- A Singapore children’s book depicted a school bully as dark skinned while other pupils were fair. It’s just one of many racist tropes in media and literature
- Psychologists say even simple images reinforce unconscious biases that if left unchecked, are of great detriment to society
As Singapore marked racial harmony day earlier this week, a local publisher said it would stop distributing and selling a Chinese-language children’s book that described a school bully named Mao Mao as being “dark-skinned with a head of oily curls”, while depicting other characters as fair-skinned.
Marshall Cavendish Education said it had no intention to “produce content that promotes discrimination in any way”.
Its response came after a Facebook user asked what “possessed” the publisher to print a book where the “sole dark-skinned character is irredeemably nasty – especially when his appearance is irrelevant to the plot?”.
The user had earlier returned the book to the public library with a note stating her concerns and the National Library Board immediately removed all copies of the book from its shelves, pending a review.
An internet search for the book, titled Who Wins by Wu Xinghua, showed it was in the collection of at least one school library, while another listed it as recommended additional reading for children in 2018/19 by Singapore’s Committee to Promote Chinese Language Learning.

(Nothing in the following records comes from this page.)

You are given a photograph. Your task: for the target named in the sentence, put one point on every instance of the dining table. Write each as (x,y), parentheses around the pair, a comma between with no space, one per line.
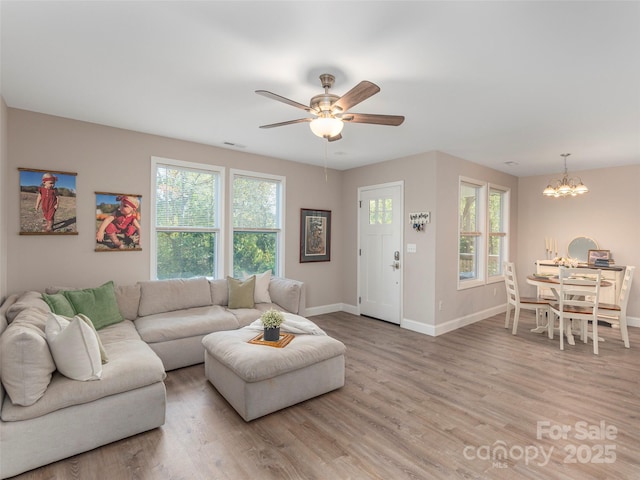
(552,282)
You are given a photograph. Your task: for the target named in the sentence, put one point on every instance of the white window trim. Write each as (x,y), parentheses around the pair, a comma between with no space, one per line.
(506,218)
(155,161)
(482,225)
(281,234)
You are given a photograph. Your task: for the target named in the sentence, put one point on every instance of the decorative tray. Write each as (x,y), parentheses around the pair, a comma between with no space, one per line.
(285,338)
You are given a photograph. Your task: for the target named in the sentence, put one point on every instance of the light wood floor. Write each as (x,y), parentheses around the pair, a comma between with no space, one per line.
(413,407)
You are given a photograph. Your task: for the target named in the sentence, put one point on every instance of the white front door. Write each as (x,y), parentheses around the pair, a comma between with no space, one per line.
(380,251)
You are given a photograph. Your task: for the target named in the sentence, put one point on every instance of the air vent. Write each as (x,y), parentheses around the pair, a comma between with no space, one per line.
(235,145)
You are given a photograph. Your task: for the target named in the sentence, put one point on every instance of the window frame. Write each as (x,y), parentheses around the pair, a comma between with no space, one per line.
(484,233)
(479,233)
(218,229)
(280,232)
(504,233)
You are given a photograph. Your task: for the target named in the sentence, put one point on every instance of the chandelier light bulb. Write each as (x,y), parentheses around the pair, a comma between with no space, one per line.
(566,186)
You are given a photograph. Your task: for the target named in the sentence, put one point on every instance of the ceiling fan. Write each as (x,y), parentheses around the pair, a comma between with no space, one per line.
(331,111)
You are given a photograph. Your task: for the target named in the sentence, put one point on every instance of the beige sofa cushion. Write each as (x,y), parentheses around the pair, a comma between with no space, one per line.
(132,364)
(75,347)
(286,293)
(128,298)
(261,290)
(157,296)
(26,300)
(162,327)
(241,292)
(27,364)
(219,291)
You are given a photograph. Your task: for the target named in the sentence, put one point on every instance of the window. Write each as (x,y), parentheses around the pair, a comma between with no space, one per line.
(186,219)
(471,234)
(498,219)
(483,232)
(257,201)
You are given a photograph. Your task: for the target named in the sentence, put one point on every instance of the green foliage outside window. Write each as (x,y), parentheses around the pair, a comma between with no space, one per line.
(256,223)
(185,254)
(253,252)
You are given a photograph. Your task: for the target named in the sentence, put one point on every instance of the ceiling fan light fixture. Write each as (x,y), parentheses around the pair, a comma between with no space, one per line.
(326,127)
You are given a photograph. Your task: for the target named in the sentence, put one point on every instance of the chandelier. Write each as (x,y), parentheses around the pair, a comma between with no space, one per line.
(566,186)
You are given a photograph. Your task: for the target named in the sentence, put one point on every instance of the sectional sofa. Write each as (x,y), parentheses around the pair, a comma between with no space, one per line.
(139,332)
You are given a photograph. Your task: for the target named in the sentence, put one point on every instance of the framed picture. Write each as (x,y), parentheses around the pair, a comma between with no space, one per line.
(117,222)
(315,235)
(47,202)
(598,255)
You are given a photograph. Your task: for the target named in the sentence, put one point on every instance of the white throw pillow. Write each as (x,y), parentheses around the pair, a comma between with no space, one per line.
(75,348)
(261,290)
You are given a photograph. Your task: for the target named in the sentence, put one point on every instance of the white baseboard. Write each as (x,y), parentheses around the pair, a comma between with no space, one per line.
(432,330)
(435,330)
(336,307)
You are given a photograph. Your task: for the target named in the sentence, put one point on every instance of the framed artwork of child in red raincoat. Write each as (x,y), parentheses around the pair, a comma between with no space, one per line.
(117,222)
(47,202)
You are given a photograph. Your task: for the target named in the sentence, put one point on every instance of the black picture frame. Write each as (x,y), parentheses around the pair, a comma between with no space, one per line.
(315,235)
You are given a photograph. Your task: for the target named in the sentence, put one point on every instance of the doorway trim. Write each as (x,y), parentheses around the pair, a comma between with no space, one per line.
(399,183)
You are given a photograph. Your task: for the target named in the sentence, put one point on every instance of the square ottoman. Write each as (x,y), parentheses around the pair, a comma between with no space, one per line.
(260,379)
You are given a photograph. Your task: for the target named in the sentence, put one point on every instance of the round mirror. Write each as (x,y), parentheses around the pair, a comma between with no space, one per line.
(579,248)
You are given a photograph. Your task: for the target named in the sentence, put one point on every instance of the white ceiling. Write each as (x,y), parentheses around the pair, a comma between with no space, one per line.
(491,82)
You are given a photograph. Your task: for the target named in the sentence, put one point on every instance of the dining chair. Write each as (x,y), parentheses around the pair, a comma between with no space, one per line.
(616,314)
(577,300)
(540,305)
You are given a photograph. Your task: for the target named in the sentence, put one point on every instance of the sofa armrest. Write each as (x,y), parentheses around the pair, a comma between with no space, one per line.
(289,294)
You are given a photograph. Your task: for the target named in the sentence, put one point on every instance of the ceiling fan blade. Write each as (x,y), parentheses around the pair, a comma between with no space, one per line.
(290,122)
(393,120)
(357,94)
(282,99)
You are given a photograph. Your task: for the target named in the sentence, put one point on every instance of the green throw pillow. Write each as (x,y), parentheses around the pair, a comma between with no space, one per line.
(241,292)
(59,304)
(99,304)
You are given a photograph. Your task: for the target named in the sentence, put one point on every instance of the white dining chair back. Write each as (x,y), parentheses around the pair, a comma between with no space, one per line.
(578,300)
(540,305)
(616,314)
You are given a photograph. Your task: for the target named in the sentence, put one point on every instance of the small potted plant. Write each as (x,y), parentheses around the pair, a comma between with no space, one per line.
(272,319)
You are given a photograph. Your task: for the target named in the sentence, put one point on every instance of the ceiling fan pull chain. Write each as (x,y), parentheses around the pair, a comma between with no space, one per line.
(326,150)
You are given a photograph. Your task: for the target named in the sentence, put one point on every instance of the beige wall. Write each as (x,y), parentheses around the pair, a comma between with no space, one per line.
(110,159)
(609,213)
(113,160)
(430,274)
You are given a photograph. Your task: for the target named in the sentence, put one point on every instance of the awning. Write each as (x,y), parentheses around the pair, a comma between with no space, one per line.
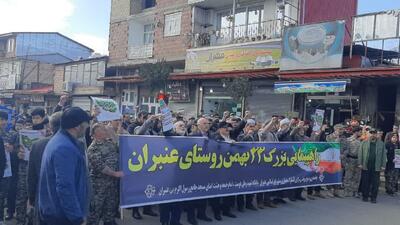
(42,90)
(374,72)
(263,73)
(309,87)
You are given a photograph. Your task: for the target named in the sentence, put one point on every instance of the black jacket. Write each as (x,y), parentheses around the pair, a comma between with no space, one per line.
(3,159)
(235,132)
(35,161)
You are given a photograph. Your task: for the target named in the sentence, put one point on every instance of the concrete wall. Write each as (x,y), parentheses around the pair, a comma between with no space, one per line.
(59,80)
(172,48)
(34,72)
(120,10)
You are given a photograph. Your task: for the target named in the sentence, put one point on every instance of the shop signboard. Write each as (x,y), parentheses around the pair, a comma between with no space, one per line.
(178,91)
(310,87)
(243,57)
(315,46)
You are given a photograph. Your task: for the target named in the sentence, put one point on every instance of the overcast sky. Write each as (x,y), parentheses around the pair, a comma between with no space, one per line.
(87,21)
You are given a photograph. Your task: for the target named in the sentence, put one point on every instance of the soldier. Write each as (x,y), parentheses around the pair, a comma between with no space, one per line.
(38,123)
(103,167)
(353,173)
(338,136)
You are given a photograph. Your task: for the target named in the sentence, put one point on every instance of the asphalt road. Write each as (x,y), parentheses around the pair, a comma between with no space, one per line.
(330,211)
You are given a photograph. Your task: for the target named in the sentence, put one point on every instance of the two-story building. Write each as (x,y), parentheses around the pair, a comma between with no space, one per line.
(27,66)
(206,42)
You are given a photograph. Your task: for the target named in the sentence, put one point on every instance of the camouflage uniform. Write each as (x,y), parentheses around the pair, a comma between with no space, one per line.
(11,137)
(104,202)
(353,173)
(343,145)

The committee, currently led by a member of parliament belonging to Singapore’s ruling party, has not commented on the book.

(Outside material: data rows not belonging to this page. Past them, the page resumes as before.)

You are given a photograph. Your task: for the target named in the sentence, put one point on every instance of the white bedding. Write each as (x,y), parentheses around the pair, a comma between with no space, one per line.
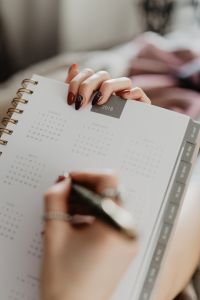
(114,60)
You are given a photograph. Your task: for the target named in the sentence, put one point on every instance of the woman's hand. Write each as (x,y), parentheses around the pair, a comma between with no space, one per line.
(85,262)
(83,84)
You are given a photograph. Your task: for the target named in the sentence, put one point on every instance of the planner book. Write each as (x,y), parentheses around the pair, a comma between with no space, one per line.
(153,150)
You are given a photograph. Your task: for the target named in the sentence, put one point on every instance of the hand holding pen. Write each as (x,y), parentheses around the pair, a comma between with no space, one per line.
(88,257)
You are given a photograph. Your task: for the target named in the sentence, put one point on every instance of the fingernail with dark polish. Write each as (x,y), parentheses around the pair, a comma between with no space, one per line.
(60,178)
(70,98)
(97,97)
(78,102)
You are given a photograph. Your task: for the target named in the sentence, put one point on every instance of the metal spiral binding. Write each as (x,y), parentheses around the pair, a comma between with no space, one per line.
(16,100)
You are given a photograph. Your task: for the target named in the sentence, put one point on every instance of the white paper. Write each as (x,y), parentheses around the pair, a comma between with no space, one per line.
(51,138)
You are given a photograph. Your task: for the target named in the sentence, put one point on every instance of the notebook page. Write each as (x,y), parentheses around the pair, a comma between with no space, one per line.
(52,138)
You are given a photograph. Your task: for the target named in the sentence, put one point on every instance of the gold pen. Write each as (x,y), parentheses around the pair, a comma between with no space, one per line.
(84,201)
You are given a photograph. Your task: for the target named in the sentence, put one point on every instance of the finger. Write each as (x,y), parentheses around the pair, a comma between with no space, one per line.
(55,198)
(72,72)
(110,86)
(74,87)
(92,84)
(135,94)
(98,182)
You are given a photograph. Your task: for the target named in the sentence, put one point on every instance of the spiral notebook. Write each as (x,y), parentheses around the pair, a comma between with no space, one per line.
(152,149)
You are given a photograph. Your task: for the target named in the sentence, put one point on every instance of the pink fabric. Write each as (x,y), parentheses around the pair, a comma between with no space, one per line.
(160,74)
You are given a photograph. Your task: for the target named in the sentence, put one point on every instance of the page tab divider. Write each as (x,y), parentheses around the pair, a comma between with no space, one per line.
(192,137)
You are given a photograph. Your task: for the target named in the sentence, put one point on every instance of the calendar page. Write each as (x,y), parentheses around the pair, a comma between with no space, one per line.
(139,141)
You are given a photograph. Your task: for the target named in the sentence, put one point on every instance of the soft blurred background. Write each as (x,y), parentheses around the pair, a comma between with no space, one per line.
(155,42)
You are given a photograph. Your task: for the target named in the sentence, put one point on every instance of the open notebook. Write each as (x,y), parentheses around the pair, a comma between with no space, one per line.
(152,149)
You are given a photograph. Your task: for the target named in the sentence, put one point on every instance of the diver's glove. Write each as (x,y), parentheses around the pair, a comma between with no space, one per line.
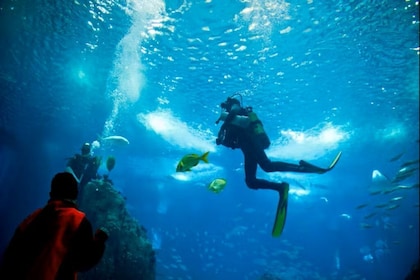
(101,234)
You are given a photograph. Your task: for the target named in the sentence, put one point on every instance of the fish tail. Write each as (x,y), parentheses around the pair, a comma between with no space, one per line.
(204,157)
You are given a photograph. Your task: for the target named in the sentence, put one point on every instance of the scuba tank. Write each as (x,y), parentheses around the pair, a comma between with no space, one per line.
(257,132)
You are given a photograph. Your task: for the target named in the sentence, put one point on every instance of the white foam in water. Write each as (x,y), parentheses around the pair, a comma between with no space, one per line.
(175,131)
(127,77)
(308,145)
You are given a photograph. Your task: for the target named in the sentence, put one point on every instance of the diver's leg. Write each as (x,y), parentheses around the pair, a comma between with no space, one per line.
(274,166)
(250,165)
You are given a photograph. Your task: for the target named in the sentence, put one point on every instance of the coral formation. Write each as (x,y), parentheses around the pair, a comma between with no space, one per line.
(129,254)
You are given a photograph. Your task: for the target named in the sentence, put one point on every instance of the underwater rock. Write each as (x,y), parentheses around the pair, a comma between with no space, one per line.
(128,254)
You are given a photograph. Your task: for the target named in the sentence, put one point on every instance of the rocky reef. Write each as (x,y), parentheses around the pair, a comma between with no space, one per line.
(129,254)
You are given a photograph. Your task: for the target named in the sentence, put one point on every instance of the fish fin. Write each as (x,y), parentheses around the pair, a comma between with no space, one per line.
(204,157)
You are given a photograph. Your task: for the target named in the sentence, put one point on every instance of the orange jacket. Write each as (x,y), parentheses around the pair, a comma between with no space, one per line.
(52,243)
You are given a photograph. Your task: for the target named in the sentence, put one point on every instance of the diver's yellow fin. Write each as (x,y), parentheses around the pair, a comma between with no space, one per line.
(204,157)
(281,213)
(334,162)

In discussions of the episode, minority race Singaporeans have recalled the playground slurs and schooltime jeering they experienced on the basis of their skin colour.
There have also been questions on how the book’s offensive and harmful racist stereotypes passed through the series of editorial checks that are supposed to happen before publication.
Similarly, did civil servants and educators involved in stocking shelves of public and school libraries, or the personnel producing reading recommendations, review the publication beforehand?
Incidences of racist stereotypes perpetuated by majority groups, whether inadvertently or due to misguided beliefs of superiority, are not unique to multiracial Singapore, though this does not negate the pain and discomfort felt by the city state’s ethnic minority communities when they occur.
Radius Setiyawan, a doctoral student at Indonesia’s Airlangga University, recently wrote in online platform The Conversationthat films, television shows and school texts featuring indigenous Papuans – who are ethnic Melanesians from Indonesia’s easternmost provinces – had institutionalised negative ideas about the community being “primitive, stupid, [and] poor”.
To “break the chain”, the government would need to pay attention to what children were reading and watching, while parents had to make them aware of racial sensitivities, he says. This was needed to avoid a situation where they might grow up to develop biases that could lead to racist or discriminatory behaviour, or worse, violence.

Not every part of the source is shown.